The Sopranos (1999–2007)
10/10
Brilliant look at the neighborhood mob
25 February 2010
Though "The Sopranos" is yet another gift from the megahit "The Godfather" and sequels, which dramatized and to a certain extent glamorized the mafia, "The Sopranos" takes another tack. No suited up, classy mobsters here with homes in Lake Tahoe and stakes in Vegas casinos - these guys are goombahs, with a front of waste management, who deal with things that fall off the back of trucks, topless bars, protection money - in short, what the neighborhood mobs were all about.

Colorful characters dominate this series, which doesn't hold back on the sex and graphic violence. Tony Soprano (James Gandolfini) is a mob head with a wife and two children, living in New Jersey, who suffers from panic attacks as he tries to balance his biological family with his mafia one. To get to the bottom of his attacks, he sees a psychiatrist, Jennifer Melfi (Lorraine Bracco), who is afraid of him and yet attracted to him at the same time. Tony's henchman - Paulie, his nephew Christopher, his Uncle Junior (the titular head of the mob), his good friend Pussy - are all fully fleshed-out characters.

As we learn going through the series, there are enemies not only from without, but from within, and one of those enemies includes Tony's sickly but horrible mother (Nancy Marchand), who convinces Junior that Tony is a danger to him. Tony's sister Janice, meanwhile, is searching for money in her mother's house with a stethoscope and a Geiger counter. Tony has mistress problems, and a wife (Edie Falco) who puts up with a lot because she loves him, all the while keeping ties to her Catholic religion. "The church frowns on divorce," she tells one woman contemplating a split. "Let the Pope live with him," is the response. As far as Tony's mistress problems, his psychiatrist points out that Tony is attracted to demanding women for whom nothing is ever enough, and asks him if it sounds familiar. Yeah, it sounds like his mother.

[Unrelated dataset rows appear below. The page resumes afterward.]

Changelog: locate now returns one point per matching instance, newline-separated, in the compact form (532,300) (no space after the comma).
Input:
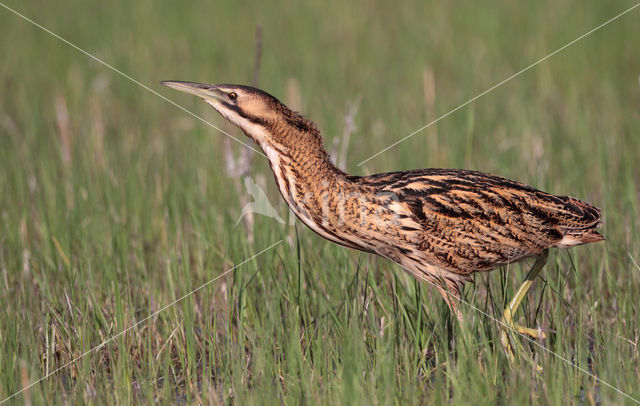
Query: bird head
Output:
(249,108)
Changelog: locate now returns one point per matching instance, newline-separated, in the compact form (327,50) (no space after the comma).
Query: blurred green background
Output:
(116,203)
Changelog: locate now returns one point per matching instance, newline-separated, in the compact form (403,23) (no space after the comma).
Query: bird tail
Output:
(581,229)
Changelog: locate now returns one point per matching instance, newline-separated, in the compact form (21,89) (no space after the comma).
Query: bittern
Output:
(442,225)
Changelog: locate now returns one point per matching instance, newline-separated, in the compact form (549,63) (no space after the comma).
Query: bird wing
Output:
(468,221)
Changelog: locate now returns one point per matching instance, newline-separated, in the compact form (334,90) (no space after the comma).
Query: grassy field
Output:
(115,203)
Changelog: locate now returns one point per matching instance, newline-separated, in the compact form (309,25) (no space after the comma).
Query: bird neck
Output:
(301,165)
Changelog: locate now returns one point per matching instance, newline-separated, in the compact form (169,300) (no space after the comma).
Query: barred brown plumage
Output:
(442,225)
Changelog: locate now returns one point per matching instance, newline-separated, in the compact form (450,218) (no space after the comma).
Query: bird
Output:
(441,225)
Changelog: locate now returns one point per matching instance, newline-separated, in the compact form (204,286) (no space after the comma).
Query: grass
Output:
(116,204)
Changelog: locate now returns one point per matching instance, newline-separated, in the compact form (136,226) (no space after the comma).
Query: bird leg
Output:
(450,291)
(507,316)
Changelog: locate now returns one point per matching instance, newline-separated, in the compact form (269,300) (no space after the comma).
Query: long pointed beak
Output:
(205,91)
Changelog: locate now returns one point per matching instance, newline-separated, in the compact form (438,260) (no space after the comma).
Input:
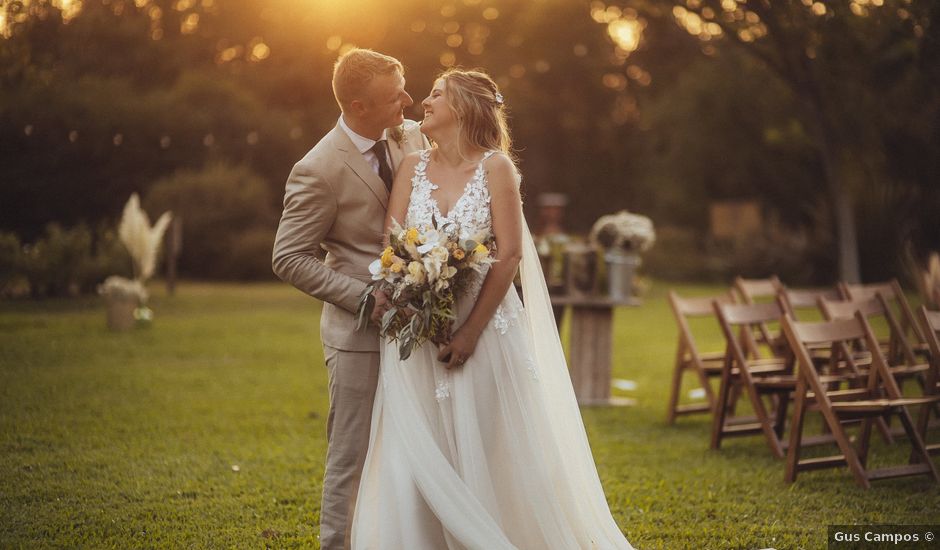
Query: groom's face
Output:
(387,100)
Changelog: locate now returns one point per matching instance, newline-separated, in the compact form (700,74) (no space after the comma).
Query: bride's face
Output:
(438,116)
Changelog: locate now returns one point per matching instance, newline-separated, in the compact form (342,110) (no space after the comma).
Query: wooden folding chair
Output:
(880,398)
(899,355)
(893,293)
(705,365)
(750,291)
(756,376)
(930,324)
(798,299)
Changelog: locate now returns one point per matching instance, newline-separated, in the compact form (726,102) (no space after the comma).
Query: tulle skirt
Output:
(468,458)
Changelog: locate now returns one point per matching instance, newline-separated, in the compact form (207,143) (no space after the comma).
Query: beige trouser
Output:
(353,379)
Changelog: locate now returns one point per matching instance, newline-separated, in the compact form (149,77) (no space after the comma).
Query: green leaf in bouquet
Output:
(414,326)
(388,318)
(405,348)
(366,306)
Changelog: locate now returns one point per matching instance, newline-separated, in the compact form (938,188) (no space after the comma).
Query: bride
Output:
(478,444)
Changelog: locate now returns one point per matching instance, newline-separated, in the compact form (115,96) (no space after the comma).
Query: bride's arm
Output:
(506,209)
(401,193)
(397,209)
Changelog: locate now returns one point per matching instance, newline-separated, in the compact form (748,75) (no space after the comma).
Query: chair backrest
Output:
(845,309)
(899,349)
(750,289)
(892,292)
(746,318)
(838,335)
(685,308)
(793,299)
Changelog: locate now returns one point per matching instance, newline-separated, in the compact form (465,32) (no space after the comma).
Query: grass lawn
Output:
(208,430)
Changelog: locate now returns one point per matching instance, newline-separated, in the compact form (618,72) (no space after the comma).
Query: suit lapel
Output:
(357,163)
(395,152)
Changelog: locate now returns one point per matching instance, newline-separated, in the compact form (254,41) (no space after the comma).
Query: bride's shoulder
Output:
(409,161)
(500,170)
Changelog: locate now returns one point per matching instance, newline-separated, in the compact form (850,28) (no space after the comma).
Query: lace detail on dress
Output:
(469,216)
(442,391)
(504,318)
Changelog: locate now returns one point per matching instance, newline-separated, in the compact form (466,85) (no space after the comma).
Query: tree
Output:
(827,54)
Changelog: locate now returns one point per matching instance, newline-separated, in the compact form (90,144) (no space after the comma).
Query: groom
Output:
(335,202)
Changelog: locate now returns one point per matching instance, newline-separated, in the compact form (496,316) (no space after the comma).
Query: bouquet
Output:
(422,271)
(624,231)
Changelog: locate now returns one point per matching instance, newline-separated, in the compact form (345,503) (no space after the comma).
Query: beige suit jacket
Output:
(335,202)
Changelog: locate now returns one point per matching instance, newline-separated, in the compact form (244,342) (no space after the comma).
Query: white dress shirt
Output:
(364,145)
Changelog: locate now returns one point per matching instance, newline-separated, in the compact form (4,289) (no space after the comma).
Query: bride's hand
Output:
(460,347)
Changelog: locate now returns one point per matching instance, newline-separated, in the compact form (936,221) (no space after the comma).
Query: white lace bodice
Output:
(469,216)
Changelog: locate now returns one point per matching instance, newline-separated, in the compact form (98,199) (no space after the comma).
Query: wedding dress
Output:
(491,455)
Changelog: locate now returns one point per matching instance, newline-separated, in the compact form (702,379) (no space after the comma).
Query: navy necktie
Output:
(385,172)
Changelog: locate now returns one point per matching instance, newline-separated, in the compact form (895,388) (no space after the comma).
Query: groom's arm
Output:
(309,212)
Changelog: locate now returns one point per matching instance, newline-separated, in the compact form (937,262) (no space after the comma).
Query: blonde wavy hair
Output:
(355,69)
(479,109)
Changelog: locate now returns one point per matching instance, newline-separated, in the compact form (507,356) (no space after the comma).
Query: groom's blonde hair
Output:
(355,69)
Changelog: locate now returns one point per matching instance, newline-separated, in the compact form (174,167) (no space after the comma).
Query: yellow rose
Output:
(387,256)
(416,274)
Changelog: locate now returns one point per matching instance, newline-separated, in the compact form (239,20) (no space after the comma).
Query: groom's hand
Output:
(381,306)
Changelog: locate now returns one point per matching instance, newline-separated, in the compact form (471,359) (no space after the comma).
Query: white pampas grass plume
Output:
(142,240)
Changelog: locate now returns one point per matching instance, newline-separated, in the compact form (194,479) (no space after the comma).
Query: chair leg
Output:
(796,433)
(917,444)
(706,385)
(848,450)
(864,442)
(720,410)
(676,384)
(780,420)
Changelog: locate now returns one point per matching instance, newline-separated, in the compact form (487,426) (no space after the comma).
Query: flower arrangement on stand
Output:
(622,236)
(126,298)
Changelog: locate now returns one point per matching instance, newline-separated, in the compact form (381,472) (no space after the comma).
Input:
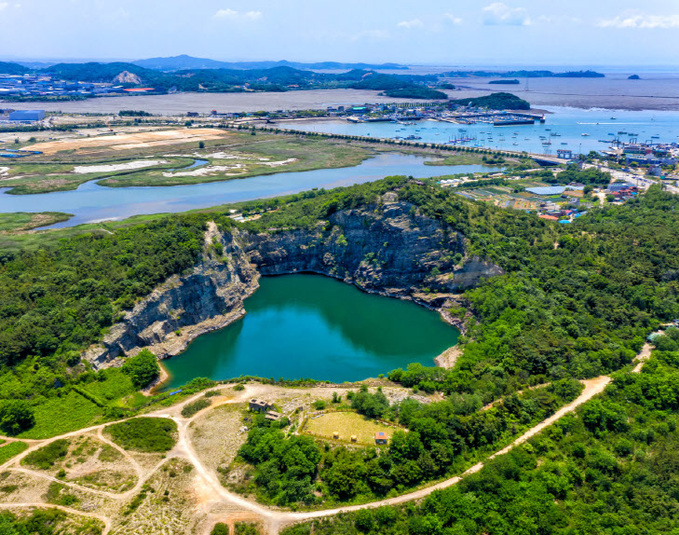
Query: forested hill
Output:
(577,300)
(178,63)
(275,78)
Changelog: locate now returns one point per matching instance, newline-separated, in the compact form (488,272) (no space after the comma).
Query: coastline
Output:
(182,103)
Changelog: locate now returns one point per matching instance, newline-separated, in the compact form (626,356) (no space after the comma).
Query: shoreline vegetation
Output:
(553,316)
(227,153)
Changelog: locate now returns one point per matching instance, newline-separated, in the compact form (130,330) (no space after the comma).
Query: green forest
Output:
(611,468)
(574,302)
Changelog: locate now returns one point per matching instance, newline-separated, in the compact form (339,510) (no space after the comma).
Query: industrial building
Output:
(27,116)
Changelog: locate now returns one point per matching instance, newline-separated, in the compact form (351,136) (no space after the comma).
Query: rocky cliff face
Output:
(388,249)
(184,307)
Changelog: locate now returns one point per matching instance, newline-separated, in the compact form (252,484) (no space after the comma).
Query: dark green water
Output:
(315,327)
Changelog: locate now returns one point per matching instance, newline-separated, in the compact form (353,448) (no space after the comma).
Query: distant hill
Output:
(495,101)
(98,72)
(184,62)
(12,68)
(525,74)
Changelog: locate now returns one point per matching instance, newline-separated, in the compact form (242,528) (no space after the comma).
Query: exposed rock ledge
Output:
(388,249)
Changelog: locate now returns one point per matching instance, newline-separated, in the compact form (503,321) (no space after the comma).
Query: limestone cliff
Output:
(186,306)
(388,248)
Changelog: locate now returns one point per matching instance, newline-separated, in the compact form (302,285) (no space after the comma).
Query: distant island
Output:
(74,81)
(77,81)
(513,81)
(524,74)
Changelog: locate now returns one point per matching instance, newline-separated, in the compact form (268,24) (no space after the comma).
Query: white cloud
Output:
(226,14)
(410,24)
(641,21)
(501,14)
(372,35)
(231,14)
(452,19)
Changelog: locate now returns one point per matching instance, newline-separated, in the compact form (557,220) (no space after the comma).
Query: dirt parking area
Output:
(130,141)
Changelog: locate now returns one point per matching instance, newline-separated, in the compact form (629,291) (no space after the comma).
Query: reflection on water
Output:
(91,202)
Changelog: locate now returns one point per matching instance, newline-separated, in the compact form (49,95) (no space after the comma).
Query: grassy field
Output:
(229,155)
(248,156)
(22,221)
(50,419)
(31,178)
(346,424)
(144,434)
(10,450)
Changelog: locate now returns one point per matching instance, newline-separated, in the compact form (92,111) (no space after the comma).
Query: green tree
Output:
(16,416)
(143,368)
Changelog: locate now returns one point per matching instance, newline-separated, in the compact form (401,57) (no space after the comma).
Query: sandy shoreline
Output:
(578,95)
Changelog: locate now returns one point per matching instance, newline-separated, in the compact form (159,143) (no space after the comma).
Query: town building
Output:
(26,116)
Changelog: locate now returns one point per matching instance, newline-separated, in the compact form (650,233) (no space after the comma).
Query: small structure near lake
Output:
(259,405)
(381,438)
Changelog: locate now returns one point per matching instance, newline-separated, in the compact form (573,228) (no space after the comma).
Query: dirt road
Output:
(208,482)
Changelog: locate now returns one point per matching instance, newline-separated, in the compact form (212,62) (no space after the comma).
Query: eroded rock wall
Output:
(389,249)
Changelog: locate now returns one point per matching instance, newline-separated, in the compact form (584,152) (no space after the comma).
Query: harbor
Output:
(567,130)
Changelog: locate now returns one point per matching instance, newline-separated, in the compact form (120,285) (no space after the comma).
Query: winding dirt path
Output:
(273,520)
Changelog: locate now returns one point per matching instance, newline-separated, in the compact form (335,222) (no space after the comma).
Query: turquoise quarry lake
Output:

I'm of Italian descent, and yes, I'm sick of Italians being shown in a negative light and everyone assuming all Italians are mobsters. Yet you can't help liking this show, which is a constant reminder of our culture. (Thanksgiving, it's pointed out, isn't turkey and sweet potato pie - it's the antipasto, the manicotti, the meatballs and escarole, and then the bird!) Not to mention, the right-on pronunciation of words like melenzana (mullinyan), escarole (scarole), manicotti (manigot) etc. The only un-Italian thing about Tony is that he doesn't have a finished basement, something unheard of in the rest of my family (except my parents never had one either).

The standouts in this show are Gandolfini, as a ruthless gangster on antidepressants, Falco, who is brilliant as his wife, and Bracco as the tortured Jennifer. But everyone is excellent. If you can take the violence and the language, this is a great show, an unrelenting portrait of New Jersey mob life, with a finale that will haunt you.